Sünnet hastane ortamına sokulduğu zaman çok invazif bir işlem haline geliyor. Genel anestezi uygulanıyor, kimilerine lazerle uygulama yapılıyor. Bunların her biri yeni problemler doğuruyor. Özellikle anestezi kaynaklı problemler ortaya çıkıyor veya hastane mikropları ve uygulamanın kendisi dokunun geç iyileşmesine neden oluyor. Yani hastanede sünnet uygulaması birçok komplikasyona zemin hazırlanıyor. Bazı çocuklarda hemofili gibi genetik kan hastalıkları olabilir diye herhangi bir hastalığı olmayan milyonlarca çocuğa hastane ortamında sünneti zorunlu kılmak hem fazla hem de riskli bir önlemdir.

Geleneksel usullerde sünnet ise çok daha farklı uygulanıyor. Doktorlar, geleneksel usulde yapılan sünnet için “acemilerdi, sünneti eksik yapmışlar” derler. Hâlbuki geleneksel sünnette prepisyum dokusu derin kesilmezdi. Bu da kanamayı ve acıyı azaltır, cinsel sağlığı korurdu. Bugünkü uygulamada ise “estetik sünnet” adı verilen yöntemle prepisyum derin kesiliyor. Bu yanlış bir uygulama. Bugün birçok erkeğin yanlış sünnet nedeniyle iktidarsızlık, erken boşalma gibi problemler yaşıyor olması kuvvetli bir ihtimaldir. Bu nedenle sünnette prepisyum kalın bırakılmalı, dikiş kullanılmamalı. Geleneksel usul sünnette buna son derece dikkat edilir.”
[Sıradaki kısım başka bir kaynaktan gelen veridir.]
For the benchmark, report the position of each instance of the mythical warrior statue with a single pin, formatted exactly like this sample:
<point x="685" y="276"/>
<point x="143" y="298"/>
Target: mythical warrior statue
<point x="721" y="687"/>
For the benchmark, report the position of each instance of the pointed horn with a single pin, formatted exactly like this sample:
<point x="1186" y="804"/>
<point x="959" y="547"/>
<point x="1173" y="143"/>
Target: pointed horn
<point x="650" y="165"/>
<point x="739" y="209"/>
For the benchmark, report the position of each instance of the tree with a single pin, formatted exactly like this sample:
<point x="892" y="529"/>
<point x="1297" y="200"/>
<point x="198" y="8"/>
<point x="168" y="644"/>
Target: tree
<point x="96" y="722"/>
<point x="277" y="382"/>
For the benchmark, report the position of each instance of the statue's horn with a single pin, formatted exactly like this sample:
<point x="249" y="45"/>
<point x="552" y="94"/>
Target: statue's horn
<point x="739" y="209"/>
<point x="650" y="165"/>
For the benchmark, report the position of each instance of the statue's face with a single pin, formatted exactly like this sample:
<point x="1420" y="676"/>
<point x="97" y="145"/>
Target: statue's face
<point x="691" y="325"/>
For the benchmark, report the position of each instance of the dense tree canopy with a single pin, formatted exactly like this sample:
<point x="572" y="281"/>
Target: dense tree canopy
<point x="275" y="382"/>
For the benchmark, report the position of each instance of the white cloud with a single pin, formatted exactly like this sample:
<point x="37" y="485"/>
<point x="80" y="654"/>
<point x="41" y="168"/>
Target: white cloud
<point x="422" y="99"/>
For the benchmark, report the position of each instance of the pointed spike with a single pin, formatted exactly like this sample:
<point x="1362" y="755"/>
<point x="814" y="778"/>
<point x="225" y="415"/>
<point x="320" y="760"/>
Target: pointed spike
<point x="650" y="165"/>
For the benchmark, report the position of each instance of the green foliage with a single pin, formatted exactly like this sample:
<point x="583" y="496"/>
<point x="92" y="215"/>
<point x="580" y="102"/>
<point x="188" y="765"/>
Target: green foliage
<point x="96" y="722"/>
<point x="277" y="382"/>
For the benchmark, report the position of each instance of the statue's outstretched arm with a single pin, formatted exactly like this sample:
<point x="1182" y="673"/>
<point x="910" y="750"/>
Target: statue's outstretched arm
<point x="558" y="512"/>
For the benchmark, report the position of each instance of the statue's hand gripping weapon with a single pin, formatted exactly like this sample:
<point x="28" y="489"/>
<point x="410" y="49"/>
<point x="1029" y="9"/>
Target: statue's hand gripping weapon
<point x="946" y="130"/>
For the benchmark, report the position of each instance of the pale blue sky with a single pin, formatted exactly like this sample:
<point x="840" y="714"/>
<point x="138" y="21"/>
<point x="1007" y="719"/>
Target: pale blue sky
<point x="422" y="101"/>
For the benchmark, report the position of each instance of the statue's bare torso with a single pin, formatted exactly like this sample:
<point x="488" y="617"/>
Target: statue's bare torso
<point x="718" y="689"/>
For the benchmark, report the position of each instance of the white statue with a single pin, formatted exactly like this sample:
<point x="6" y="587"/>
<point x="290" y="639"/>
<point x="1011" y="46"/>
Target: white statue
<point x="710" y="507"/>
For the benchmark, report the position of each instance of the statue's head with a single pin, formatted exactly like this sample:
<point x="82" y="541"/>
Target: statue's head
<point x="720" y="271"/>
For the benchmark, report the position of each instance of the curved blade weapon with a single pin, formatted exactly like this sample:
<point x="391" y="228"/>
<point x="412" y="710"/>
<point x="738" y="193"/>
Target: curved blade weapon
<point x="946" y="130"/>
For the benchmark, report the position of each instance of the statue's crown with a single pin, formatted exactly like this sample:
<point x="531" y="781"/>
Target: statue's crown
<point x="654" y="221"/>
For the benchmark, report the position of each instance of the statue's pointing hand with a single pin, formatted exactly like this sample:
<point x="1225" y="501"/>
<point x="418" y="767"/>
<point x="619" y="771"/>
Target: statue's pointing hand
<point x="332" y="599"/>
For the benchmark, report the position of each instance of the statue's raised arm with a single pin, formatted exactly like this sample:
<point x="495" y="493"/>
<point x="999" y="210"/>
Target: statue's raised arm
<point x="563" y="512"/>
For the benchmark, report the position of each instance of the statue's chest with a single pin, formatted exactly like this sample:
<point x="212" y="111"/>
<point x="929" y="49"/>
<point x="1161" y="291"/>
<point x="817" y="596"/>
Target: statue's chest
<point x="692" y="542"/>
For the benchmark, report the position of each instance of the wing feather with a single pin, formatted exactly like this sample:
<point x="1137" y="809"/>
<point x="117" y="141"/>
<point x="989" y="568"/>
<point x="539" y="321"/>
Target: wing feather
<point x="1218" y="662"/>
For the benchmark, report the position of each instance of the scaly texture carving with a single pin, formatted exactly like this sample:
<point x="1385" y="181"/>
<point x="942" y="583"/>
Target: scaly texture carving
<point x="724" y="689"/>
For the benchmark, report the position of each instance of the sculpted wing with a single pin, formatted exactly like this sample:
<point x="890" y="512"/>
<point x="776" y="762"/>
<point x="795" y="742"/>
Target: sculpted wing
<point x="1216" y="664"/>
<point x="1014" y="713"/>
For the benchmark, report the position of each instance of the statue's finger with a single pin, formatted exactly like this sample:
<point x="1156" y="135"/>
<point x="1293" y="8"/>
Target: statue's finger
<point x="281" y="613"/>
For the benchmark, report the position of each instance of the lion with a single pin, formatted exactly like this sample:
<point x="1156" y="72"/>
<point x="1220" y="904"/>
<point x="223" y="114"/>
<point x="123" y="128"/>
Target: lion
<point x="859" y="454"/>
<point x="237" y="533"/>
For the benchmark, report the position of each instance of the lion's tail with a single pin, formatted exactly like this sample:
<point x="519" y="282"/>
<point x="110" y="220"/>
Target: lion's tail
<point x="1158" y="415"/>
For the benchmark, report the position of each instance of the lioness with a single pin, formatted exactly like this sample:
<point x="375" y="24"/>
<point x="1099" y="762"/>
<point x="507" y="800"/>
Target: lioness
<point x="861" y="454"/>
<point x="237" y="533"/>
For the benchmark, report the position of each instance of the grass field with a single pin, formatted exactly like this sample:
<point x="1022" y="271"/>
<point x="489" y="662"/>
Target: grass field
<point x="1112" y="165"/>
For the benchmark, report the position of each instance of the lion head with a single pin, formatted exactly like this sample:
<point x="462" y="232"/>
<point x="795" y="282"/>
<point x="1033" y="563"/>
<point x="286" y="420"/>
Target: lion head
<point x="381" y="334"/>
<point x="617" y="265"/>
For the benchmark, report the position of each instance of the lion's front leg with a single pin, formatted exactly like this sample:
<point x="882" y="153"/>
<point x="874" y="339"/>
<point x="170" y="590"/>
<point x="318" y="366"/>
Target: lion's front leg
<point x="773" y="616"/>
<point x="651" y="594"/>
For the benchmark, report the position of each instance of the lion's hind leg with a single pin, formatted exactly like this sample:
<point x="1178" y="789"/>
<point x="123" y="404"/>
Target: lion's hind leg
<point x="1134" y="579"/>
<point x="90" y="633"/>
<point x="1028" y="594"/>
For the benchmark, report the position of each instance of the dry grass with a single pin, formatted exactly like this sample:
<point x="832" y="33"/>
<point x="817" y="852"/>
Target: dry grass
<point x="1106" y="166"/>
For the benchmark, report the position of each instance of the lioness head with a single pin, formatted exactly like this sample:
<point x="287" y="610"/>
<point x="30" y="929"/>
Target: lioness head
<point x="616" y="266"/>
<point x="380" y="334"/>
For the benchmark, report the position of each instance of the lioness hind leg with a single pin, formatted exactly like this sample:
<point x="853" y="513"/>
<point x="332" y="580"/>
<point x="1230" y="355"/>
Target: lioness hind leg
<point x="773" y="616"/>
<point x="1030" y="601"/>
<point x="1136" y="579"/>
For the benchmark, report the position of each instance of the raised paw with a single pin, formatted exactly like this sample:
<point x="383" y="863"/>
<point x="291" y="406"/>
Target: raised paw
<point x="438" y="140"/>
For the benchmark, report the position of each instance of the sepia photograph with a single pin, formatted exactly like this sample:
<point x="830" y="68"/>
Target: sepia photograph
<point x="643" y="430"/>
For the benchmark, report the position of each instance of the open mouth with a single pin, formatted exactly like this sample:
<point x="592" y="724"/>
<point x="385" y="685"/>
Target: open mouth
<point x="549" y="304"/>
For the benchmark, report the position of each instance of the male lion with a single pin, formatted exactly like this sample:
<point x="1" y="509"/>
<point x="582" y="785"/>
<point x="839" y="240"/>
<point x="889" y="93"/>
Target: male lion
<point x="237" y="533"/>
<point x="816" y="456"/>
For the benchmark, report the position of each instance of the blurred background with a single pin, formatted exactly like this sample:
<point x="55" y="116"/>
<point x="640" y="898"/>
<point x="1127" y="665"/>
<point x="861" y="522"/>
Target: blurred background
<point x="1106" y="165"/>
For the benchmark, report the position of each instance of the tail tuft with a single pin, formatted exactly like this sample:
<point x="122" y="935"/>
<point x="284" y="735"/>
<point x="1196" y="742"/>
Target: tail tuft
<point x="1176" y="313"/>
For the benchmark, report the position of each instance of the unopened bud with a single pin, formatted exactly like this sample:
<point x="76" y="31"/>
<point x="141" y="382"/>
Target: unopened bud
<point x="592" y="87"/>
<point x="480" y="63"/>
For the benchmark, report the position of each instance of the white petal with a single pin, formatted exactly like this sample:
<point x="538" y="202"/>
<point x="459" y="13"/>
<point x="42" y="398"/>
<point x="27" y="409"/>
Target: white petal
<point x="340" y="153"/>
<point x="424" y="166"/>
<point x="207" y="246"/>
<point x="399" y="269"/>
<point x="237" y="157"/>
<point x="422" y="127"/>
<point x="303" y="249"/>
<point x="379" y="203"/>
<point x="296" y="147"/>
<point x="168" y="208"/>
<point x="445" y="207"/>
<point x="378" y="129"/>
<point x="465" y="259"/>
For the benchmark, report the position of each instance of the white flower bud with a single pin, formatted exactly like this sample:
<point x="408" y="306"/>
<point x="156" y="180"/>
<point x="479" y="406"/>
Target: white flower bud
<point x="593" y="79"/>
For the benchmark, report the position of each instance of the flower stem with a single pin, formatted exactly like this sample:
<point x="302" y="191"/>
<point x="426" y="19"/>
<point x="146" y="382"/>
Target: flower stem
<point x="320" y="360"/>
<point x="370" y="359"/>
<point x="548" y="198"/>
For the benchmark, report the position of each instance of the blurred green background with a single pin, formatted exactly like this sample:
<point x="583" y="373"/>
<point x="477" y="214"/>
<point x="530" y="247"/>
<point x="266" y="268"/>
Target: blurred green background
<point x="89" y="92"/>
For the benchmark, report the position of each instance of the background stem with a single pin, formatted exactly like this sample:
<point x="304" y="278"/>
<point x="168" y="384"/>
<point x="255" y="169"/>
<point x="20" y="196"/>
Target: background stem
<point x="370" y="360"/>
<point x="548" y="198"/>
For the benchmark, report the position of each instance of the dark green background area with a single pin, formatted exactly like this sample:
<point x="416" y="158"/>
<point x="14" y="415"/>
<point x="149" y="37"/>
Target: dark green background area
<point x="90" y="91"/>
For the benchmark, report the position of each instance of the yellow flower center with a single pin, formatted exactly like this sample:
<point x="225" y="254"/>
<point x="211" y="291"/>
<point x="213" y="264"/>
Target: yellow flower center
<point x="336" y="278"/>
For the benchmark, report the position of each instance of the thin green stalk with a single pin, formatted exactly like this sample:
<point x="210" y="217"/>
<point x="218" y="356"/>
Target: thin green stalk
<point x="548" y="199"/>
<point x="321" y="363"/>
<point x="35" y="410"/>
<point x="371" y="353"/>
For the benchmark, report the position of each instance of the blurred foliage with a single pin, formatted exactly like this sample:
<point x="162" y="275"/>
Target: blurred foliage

Sünnetin müslümanlar için sağlık ve ibadet amacı taşıdığına dikkat çeken Dr. Ali, bu nedenle halka, inançlarına ve geleneksel usule uygun sünnet seçeneği sunulması gerektiğini belirtti.

Dr. Ali “Doğru ve sağlıklı sünnet geleneksel usule göre eğitilmiş doktor, sağlık personeli veya fenni sünnetçiler tarafından yapılabilmelidir” dedi.